Tomas spoke first. ‘They will have hundreds of soldiers guarding the gate now they know what you are capable of.’

‘The Order also has dragon fire,’ Finn reminded us.

‘King Hared and Merrick will have set a trap expecting you to attempt a rescue,’ Atlas warned.

‘What if we had more men? Possibly an army. What would be the plan then?’ I wouldn’t wait another day. I needed to do something.

Ever the captain, it was Atlas who replied.

‘I would send the bulk of my troops in hard to take down the gate. Then, two small units would go to the castle. The first would execute the rescue of Torgrin and Cillian, and the other would find the dragon fire.’ Atlas looked up at everyone.
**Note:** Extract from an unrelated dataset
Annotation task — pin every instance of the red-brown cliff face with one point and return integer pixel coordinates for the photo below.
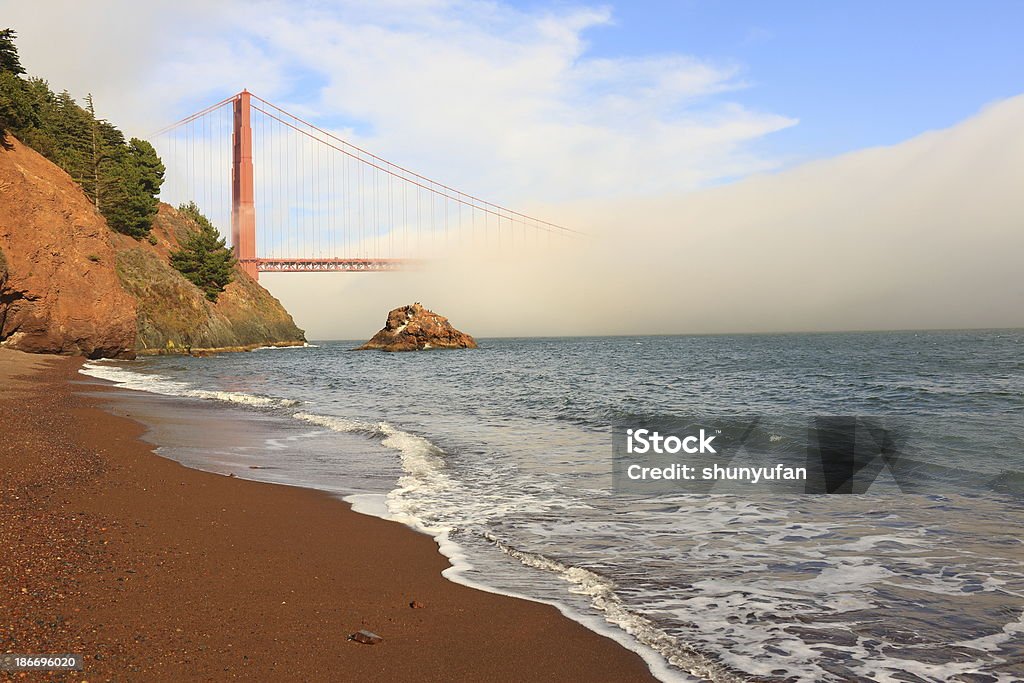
(60, 293)
(70, 285)
(416, 329)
‘We would destroy Capita Castle, just like they did Murus.’

‘Good. Then that’s what we will do.’ I stood up. Wolfe looked up at me and I smiled at him reassuringly.

‘There’s one problem, Caris, we don’t have an army anymore,’ Ania said bitterly.

‘Give me two days, and I’ll be back with one,’ I said as I moved towards the horses on the other side of camp.

‘Caris!’ Atlas ran up behind me. ‘I think that fever is messing with your mind. Where do you think you’re going?’

‘I’m going to find Torgrin’s father. He has soldiers, and he can get me an army.’